5.   As to the Vendors listed in all previous negotiations whose balances keep fluctuating as the parties continue to work with them, and for each, as to the outstanding amounts previously shown as of the date therein, KTTT agrees to assume full responsibility of the outstanding balances and as to those Vendors and balances, indemnify and hold Lakes harmless for any claims, damages, or liability Lakes suffers or incurs arising out of KTTT’s failure to pay listed Vendors’ invoices.
 
6.   Lakes agrees to cooperate in providing further information pertaining to KLEC, if available to Lakes, which KTTT may need in the future, including but not limited to, specifications to complete technical work.
 
7.   Lakes agrees to transfer to KTTT the right and title to the domain names www.klecasino.org, www.kickapoolec.com, www.kickapoolec.org, and www.klec.com
KTTT Letter Agreement of March 11, 2006 to Lakes Entertainment, Inc.
Exhibit “A” attachment to Letter Agreement
Page 2 of 2

 


 

ADDENDUM TO
KTTT LETTER OF SETTLEMENT
KTTT will assume responsibility for full payment to the Vendors and will, upon making payment, secure a full and final release from the Vendors whereby they release all claims against Lakes.
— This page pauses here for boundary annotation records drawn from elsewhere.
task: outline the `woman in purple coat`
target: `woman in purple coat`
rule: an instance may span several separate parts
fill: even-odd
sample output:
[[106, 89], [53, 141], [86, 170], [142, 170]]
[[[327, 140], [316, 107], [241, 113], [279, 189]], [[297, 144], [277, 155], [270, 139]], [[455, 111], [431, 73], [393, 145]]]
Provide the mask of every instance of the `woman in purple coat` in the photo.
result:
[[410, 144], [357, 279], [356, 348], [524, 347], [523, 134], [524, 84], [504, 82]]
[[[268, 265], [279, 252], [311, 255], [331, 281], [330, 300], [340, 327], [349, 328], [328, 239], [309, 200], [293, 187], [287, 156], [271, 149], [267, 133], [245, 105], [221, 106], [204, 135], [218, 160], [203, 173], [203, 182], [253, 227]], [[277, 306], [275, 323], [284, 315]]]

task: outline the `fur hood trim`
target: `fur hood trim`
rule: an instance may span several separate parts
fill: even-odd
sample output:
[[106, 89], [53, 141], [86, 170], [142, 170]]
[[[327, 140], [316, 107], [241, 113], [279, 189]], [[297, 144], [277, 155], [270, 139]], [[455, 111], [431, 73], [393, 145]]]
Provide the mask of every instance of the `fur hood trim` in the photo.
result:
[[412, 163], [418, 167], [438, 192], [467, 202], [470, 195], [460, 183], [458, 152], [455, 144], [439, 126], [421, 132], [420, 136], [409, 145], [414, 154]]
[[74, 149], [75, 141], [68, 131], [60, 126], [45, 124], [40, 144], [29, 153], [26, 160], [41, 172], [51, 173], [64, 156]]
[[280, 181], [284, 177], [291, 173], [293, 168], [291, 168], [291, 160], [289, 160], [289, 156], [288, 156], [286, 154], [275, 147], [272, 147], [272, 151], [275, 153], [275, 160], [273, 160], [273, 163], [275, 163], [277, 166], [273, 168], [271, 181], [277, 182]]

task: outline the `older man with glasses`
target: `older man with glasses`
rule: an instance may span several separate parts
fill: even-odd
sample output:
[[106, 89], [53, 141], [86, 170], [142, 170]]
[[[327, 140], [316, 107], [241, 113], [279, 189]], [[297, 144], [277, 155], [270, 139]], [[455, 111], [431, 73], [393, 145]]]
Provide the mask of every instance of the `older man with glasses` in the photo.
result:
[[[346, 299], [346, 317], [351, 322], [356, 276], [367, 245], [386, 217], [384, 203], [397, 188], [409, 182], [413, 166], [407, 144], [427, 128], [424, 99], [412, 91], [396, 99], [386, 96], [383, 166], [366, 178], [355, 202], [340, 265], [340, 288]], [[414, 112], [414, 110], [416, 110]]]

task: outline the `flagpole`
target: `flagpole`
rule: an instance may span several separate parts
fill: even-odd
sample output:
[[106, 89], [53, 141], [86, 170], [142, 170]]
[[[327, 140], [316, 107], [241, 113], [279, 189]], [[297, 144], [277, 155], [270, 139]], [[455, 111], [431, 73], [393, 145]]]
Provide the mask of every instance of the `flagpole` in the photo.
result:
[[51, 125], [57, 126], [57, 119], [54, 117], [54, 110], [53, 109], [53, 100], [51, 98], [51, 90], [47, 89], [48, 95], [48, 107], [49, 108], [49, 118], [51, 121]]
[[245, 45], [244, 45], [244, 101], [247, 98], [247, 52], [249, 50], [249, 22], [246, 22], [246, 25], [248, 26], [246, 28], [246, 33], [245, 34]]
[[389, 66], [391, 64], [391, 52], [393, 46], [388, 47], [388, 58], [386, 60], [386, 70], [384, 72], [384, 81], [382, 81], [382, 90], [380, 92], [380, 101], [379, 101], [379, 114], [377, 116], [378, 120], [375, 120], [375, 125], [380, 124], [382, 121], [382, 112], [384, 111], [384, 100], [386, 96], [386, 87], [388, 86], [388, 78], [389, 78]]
Upon payment and release from the vendors, all real estate will be transferred to KTTT. KTTT agrees to indemnify and hold Lakes harmless for any claims, damages, or liability Lakes suffers or incurs (including attorneys fees) arising out of KTTT’s failure or delay of payment of the Vendors’ invoices.
KTTT hereby expressly waives, and also waives its right to assert, sovereign immunity and any and all defenses based thereon with respect to any dispute hereunder. KTTT hereby consents to be sued by Lakes for any claims arising hereunder in the United States District Court for the Western District of Texas, or if that court determines it is without jurisdiction, then to the courts of the State of Texas and all courts to which an appeal therefrom may be available. To the extent lawful in connection with any such disputes, KTTT expressly waives the application of the doctrines of exhaustion of tribal remedies or comity that might otherwise require that claims be heard first in tribal court or other tribal forum of Kickapoo Traditional Tribe of Texas.